Nevertheless, the process of preparing Keiko for the wild began on 9 September 1998, when he was flown to Klettsvík, a bay on the island of Heimaey in Vestmannaeyjar, Iceland. UPS again participated in transport, this time by providing ground transportation to the nearby Newport Municipal Airport. Keiko was transported in a specialized 30 ft container filled with enough saltwater to cover him and cooled with ice cubes. He was then transported by air in a C-17 Globemaster airplane loaned by the U.S. Air Force. Upon landing at Vestmannaeyjar Airport, the C-17 Globemaster aircraft suffered a landing gear failure causing over $1 million in damage, though Keiko was unharmed.

His day-to-day care became the responsibility of the Free Willy-Keiko Foundation with management assistance from the Ocean Futures Society. He was initially housed in a pen in the Klettsvik Bay where he underwent training designed to prepare him for his eventual release, including supervised swims in the open ocean.

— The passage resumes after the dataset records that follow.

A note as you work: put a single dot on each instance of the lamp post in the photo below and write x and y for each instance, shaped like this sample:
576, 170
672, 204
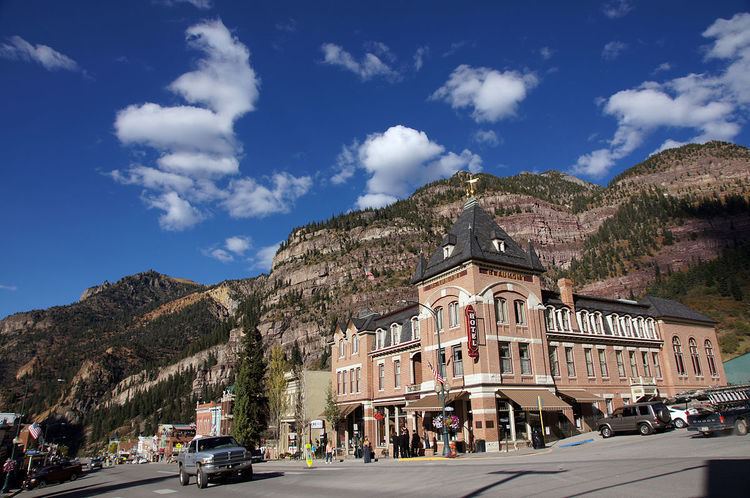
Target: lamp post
446, 441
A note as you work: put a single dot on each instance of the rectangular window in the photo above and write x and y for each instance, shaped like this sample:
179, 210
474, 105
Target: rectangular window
458, 362
501, 310
525, 354
520, 310
453, 315
620, 364
570, 361
589, 362
633, 364
603, 362
657, 366
554, 361
646, 367
506, 362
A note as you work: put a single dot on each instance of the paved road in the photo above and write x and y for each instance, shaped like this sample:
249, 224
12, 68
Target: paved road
670, 464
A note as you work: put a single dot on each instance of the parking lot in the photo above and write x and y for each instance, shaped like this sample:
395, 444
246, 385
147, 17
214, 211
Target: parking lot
675, 463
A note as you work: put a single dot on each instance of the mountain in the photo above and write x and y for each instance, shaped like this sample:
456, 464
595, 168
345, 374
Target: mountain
124, 345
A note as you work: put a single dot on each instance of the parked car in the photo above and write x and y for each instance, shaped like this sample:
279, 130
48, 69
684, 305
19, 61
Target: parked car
679, 416
207, 458
41, 476
645, 418
95, 463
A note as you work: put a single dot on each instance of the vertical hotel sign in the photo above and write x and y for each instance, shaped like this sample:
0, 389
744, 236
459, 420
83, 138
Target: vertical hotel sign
472, 333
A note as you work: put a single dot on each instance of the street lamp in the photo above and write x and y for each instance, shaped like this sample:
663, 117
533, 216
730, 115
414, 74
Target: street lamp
446, 441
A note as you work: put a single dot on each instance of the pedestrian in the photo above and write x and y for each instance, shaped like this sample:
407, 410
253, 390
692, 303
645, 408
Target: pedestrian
329, 452
404, 442
366, 448
416, 442
396, 441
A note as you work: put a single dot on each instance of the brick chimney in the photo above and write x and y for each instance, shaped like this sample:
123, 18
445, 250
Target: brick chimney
566, 292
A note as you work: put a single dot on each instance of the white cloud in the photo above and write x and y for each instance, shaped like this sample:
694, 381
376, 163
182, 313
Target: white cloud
706, 105
401, 159
616, 8
492, 94
732, 43
247, 198
546, 53
613, 49
239, 244
221, 255
664, 66
419, 56
369, 67
49, 58
486, 137
178, 215
196, 141
264, 257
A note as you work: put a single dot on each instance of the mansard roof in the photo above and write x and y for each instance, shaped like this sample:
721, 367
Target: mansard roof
655, 307
471, 237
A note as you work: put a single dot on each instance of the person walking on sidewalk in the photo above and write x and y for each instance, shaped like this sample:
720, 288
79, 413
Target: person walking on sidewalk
329, 452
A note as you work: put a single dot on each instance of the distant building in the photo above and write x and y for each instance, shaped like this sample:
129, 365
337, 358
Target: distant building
215, 418
510, 349
310, 389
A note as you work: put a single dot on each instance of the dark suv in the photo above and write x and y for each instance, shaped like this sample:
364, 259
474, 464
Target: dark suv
645, 418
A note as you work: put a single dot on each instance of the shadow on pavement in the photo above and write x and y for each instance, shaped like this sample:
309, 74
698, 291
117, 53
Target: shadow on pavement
727, 477
98, 489
511, 475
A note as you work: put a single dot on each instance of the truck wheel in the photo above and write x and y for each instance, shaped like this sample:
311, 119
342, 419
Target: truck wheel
184, 477
201, 479
740, 427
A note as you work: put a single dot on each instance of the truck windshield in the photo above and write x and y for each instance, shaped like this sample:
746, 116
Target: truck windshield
217, 442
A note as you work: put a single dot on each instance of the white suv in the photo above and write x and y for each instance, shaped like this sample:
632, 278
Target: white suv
679, 416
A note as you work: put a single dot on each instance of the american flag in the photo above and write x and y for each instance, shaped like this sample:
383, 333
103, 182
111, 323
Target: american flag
438, 378
35, 430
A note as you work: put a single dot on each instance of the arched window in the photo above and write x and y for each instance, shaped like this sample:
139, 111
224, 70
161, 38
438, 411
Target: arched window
583, 321
677, 348
439, 315
453, 314
710, 358
501, 310
549, 318
694, 357
395, 334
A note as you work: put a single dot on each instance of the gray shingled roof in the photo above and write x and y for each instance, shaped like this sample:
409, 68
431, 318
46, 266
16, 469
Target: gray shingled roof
652, 306
472, 234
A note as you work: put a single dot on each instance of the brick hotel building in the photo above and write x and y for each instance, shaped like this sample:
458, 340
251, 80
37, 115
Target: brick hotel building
578, 356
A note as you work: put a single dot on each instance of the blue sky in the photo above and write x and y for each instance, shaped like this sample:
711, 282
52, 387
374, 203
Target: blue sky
190, 137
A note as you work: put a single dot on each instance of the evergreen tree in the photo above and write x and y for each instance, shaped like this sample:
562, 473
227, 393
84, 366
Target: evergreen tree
276, 390
251, 405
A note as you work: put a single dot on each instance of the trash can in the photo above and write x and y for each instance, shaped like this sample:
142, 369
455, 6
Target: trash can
480, 446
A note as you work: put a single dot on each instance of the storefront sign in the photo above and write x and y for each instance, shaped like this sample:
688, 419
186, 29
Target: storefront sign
472, 333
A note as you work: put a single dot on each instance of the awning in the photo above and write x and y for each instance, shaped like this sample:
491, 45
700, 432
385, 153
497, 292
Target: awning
527, 399
344, 410
580, 395
431, 402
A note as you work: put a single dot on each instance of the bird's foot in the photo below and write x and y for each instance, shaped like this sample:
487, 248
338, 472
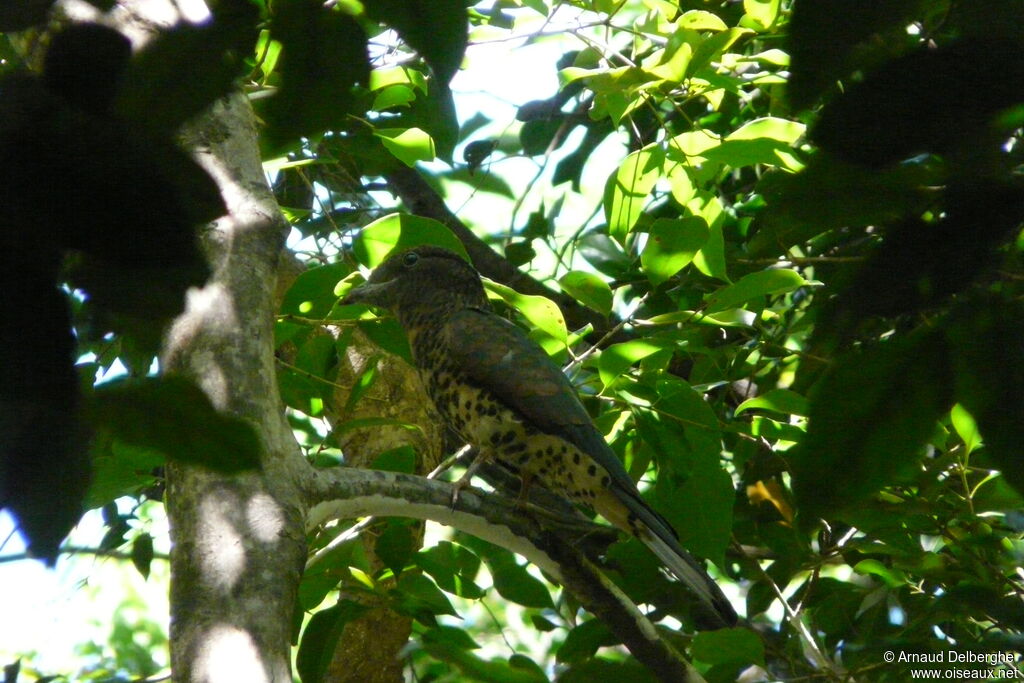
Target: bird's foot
466, 478
522, 500
459, 485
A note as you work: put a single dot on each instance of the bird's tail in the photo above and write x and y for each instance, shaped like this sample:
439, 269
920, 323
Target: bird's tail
715, 610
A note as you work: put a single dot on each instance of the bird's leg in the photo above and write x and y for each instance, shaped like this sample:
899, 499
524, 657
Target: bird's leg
479, 459
525, 478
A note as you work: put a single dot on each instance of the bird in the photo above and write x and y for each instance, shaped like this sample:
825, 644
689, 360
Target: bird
502, 393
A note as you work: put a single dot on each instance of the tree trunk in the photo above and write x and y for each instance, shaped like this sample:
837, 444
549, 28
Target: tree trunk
239, 540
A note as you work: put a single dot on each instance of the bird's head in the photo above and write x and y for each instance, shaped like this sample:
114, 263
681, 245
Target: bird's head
421, 281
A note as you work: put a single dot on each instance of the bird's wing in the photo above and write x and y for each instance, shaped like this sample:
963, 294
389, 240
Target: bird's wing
499, 356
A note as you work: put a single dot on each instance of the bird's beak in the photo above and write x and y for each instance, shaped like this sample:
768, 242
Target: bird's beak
372, 294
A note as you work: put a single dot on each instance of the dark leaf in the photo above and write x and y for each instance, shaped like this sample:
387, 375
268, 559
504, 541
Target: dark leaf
513, 583
832, 194
584, 641
904, 108
85, 65
869, 420
22, 14
401, 459
988, 363
395, 546
141, 554
183, 71
172, 416
44, 461
920, 264
818, 63
324, 57
452, 636
419, 597
740, 646
438, 30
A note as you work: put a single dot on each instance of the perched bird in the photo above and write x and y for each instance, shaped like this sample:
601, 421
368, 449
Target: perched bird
501, 392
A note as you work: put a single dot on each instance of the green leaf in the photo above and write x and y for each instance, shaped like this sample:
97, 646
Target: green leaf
452, 636
23, 14
755, 286
740, 646
619, 357
477, 669
692, 491
584, 641
892, 578
628, 189
672, 244
779, 400
514, 583
699, 19
453, 567
153, 92
589, 290
408, 144
323, 59
966, 427
983, 336
762, 12
172, 416
768, 140
397, 231
321, 639
829, 194
420, 597
401, 459
816, 63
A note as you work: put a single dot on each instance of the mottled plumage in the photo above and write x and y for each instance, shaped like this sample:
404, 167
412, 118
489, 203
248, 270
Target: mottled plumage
501, 392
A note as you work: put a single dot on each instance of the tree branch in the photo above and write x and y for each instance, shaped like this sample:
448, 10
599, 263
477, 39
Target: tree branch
549, 541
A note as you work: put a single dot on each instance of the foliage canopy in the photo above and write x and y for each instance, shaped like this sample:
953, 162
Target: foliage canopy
793, 300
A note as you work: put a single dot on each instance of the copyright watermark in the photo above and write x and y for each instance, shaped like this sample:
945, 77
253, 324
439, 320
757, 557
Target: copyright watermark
960, 665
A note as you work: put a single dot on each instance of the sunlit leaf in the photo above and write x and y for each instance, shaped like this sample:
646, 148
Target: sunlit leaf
755, 286
629, 187
409, 144
589, 290
542, 313
671, 245
779, 400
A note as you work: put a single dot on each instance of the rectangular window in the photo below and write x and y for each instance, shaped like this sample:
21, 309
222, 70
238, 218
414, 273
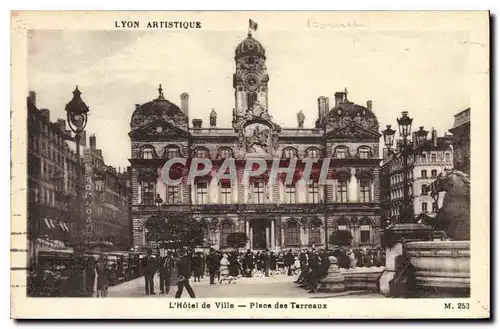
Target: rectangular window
290, 194
342, 191
201, 192
258, 192
365, 189
148, 196
172, 153
313, 193
341, 153
225, 193
424, 207
364, 153
172, 193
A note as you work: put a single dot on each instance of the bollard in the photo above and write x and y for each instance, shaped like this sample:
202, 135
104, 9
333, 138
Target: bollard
334, 280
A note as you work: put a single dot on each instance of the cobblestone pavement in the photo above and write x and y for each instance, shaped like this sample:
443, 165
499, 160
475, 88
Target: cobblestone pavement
280, 286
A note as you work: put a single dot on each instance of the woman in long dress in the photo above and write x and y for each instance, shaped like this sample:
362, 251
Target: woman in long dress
224, 269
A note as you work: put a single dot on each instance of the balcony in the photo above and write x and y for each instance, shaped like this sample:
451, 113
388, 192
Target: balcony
259, 208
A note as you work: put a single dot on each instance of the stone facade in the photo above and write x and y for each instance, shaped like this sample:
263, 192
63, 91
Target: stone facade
277, 215
422, 169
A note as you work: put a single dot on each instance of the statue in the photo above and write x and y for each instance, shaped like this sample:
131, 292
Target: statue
300, 118
454, 215
213, 118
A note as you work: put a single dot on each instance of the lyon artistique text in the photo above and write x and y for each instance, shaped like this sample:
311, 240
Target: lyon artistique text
158, 24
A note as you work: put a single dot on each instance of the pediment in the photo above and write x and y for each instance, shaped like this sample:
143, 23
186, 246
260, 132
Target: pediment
159, 128
353, 130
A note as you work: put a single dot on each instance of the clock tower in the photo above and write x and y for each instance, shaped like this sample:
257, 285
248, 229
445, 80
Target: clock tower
250, 79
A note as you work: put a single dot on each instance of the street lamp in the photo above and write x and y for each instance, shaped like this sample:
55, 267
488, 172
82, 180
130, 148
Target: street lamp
76, 111
405, 150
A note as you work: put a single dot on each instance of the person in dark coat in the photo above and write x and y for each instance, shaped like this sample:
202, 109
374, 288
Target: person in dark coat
167, 264
289, 259
272, 261
212, 265
197, 270
150, 268
184, 270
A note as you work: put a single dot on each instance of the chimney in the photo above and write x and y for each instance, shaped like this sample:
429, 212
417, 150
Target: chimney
434, 137
45, 113
92, 142
185, 103
197, 124
32, 97
83, 138
339, 98
321, 108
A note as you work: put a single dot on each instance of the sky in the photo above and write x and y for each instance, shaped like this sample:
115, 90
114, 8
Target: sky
425, 73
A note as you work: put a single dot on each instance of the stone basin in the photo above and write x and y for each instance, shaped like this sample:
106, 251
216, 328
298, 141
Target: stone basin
362, 278
442, 267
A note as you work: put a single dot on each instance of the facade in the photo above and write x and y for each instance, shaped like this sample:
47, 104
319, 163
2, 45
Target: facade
276, 215
51, 180
53, 187
461, 141
423, 169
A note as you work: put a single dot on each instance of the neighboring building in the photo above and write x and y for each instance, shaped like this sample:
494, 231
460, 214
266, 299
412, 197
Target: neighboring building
52, 187
422, 171
461, 141
275, 216
105, 200
51, 175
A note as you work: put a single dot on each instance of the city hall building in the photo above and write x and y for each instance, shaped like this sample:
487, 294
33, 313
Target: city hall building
273, 216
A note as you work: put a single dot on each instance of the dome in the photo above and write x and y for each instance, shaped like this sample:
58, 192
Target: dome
250, 47
159, 108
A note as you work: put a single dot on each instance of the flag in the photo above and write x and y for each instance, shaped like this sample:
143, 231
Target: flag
252, 25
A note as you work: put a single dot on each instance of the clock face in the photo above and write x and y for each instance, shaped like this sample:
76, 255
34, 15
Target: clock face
252, 82
77, 120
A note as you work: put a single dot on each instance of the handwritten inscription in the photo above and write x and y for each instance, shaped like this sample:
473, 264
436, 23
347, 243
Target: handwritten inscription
312, 23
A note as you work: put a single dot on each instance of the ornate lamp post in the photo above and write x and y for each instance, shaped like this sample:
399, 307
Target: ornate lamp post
76, 111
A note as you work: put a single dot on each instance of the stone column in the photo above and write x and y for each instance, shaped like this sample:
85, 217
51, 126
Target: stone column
251, 237
267, 237
353, 187
273, 235
247, 232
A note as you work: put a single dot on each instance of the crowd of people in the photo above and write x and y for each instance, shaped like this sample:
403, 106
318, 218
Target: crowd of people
228, 267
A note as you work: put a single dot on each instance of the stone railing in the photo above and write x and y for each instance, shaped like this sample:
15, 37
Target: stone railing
442, 268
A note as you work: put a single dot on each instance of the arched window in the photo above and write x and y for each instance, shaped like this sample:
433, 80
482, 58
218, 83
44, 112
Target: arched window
147, 152
289, 153
365, 229
424, 189
171, 151
315, 232
343, 224
424, 207
364, 152
201, 153
312, 152
292, 234
225, 153
341, 152
226, 229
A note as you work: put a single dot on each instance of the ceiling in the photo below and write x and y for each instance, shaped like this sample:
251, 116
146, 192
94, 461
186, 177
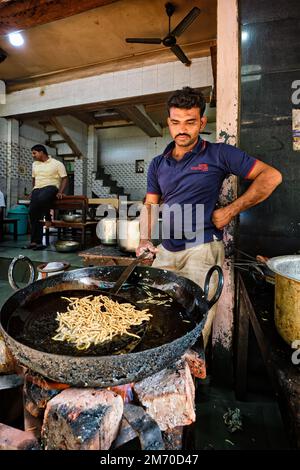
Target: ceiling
93, 41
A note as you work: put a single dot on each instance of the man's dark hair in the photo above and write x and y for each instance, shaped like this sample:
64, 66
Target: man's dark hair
187, 98
39, 148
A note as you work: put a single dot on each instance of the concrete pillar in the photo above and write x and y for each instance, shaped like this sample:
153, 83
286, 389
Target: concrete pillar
92, 153
227, 131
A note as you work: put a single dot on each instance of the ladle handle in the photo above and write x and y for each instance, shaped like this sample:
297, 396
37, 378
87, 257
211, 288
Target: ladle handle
126, 273
219, 289
11, 268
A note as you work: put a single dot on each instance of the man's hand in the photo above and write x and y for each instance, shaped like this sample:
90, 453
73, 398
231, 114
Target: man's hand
146, 245
222, 217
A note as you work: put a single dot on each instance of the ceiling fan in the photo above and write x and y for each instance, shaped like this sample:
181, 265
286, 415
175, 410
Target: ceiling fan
170, 39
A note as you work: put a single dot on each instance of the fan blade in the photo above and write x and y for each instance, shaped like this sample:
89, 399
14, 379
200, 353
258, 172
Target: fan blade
144, 40
180, 54
185, 23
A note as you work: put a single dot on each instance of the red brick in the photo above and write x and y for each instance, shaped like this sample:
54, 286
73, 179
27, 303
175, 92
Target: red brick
169, 396
15, 439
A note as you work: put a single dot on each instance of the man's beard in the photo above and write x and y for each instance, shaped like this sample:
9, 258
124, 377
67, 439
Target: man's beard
186, 143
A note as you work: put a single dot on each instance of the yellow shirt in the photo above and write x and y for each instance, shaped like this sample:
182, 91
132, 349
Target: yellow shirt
48, 173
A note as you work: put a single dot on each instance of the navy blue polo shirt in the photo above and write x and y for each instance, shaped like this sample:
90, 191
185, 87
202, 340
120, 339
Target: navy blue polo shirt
192, 186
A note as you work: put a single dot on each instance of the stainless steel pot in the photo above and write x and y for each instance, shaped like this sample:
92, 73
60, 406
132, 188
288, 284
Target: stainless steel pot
106, 231
287, 296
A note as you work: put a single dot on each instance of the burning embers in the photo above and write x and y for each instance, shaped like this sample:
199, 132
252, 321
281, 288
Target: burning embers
63, 417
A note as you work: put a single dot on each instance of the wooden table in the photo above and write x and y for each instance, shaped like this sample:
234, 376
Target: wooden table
107, 255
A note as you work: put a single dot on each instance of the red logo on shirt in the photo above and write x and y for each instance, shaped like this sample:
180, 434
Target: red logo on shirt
200, 167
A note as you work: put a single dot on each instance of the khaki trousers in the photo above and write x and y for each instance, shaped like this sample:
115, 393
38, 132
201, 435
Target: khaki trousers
194, 263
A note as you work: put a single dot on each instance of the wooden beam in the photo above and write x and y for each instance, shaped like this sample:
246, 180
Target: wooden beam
24, 14
61, 130
85, 117
141, 119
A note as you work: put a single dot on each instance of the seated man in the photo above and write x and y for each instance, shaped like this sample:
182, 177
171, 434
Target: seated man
49, 180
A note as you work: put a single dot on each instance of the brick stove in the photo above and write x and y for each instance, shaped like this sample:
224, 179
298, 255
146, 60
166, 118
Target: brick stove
157, 410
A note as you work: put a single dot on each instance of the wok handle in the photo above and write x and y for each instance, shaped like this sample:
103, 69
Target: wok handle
11, 268
219, 289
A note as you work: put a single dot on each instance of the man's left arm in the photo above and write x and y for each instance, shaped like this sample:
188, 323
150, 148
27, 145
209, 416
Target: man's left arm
265, 181
62, 187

Ocean Futures left the Keiko project in late 2001. The Free Willy-Keiko Foundation and The Humane Society of the United States reestablished management of the project at that time until Keiko's death in 2003. Keiko was fully free on July 15, 2002 and departed Icelandic waters in early August, following some orcas but not integrated with the pod. His journey was tracked via the signal from a VHF tag attached to the dorsal fin. About a month later, he arrived in Norway's Skålvik Fjord, apparently seeking contact with human beings and allowing children to ride on his back. His caretakers relocated to Norway and continued to conduct boat-follows with Keiko for the next 15 months. On the basis of girth measurements and blood tests, it was assumed that Keiko had fed during his 900-mile (1500 km) journey from Iceland to Norway. Keiko occasionally approached groups of wild orcas, but remained on the periphery, at distances of 100–300 meters (109 to 328 yards), with his head pointing toward the closest orca.

== Death ==
Keiko resided in Taknes Bay, which was a clear inlet of coastal water where he was free to roam. There he was fed and looked after by keepers. Keiko had a tracking device attached to his dorsal fin that allowed his four handlers to pinpoint his location as long as he stayed within range.

Although Keiko was old for an orca in captivity, males who survive infancy live 31 years on average in the wild, and up to 50–60 years. Executive director of the Free Willy-Keiko foundation stated that Keiko was relatively healthy, up until a quick onset of symptoms which consisted of lethargy and loss of appetite the day before. Dale Richards, one of his handlers, said Keiko died quickly after an irregular respiration rate was measured at age 27 on 12 December 2003. Pneumonia was determined as his cause of death.

A spokesman of the Humane Society of the United States, Nick Braden, said that veterinarians administered antibiotics to Keiko after he started showing symptoms that Thursday, however this was not enough to prevent his death.

== Evaluation of the reintroduction process ==
Most sources conclude that the project to free Keiko was a failure because the orca failed to adapt to life in the wild. In Norway, Keiko had little contact with other orcas and was not fishing; for months before his death, the orca was being fed daily.
A report in The Guardian describes the freed orca's life in Taknes Bay as follows: ... until his death Keiko was, rather than frolicking freely in his fjord, being taken for 'walks' by caretakers in a small boat at least three times a week. ... It took more than 60 failed attempts to reunite Keiko with free orcas before he followed a group where, spotting a fishing vessel off the Norwegian coast, he followed it into the fjords that would prove his final resting place.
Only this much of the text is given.